Retail opportunities are expected to burst through the country in 2019, according to an in-depth breakdown of upcoming trends from Bayleys Real Estate.
Bayleys representative Chris Beasleigh has revealed some of the countries upcoming real estate trends, in a newly released report. The analysis indicates an influx in new opportunities for business owners looking to diversify or entrepreneurs looking for an in.
One of the key trends is the rise of innovative retailers and landlords alike maximising returns by incorporating space-sharing options or sub-leasing into their contracts. "For co-existing businesses, the rationale being that while an enterprise may be trading for eight to 10-hours a day, the premises it occupies is technically open 24-hours a day. So why not make the most of those hours and fragment the rental accordingly,” said Beasleigh. We have already seen examples of this trend trickling through, but it is expected to rise exponentially in the coming year. From manicurists running their services within the makeup section of various department stores to florists operating in the daylight hours of a bar or the increasingly trendy ‘hole-in-the-wall’ style cafes, retailers are finding new ways to maximise their assets.
Regarding department stores, the retail future is foggy. The Australian sector is barely keeping afloat, while New Zealand is seeing a great variety among competitors.
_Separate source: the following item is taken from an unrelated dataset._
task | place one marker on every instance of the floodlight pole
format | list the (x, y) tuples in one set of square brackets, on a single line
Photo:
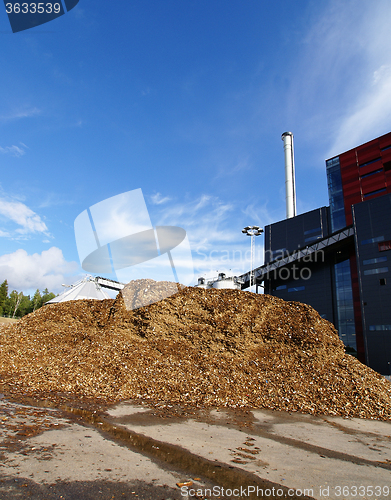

Some brands are eager to set up shop in popular retail hubs, keen to get in on the action, while others are struggling to keep the doors open.
In addition, Beasleigh expressed that New Zealand's overall commercial and industrial markets are expected to have a strong presence in 2019, with the impact of online retailing being over-dramatised. “Combine location convenience with personal service/customer knowledge, the whole retail ‘experience’, and quality of product, and you have the solid foundations for a successful retailing venture. That’s the sort of business plan detail which landlords will increasingly be looking for from their tenants and potential future tenants.”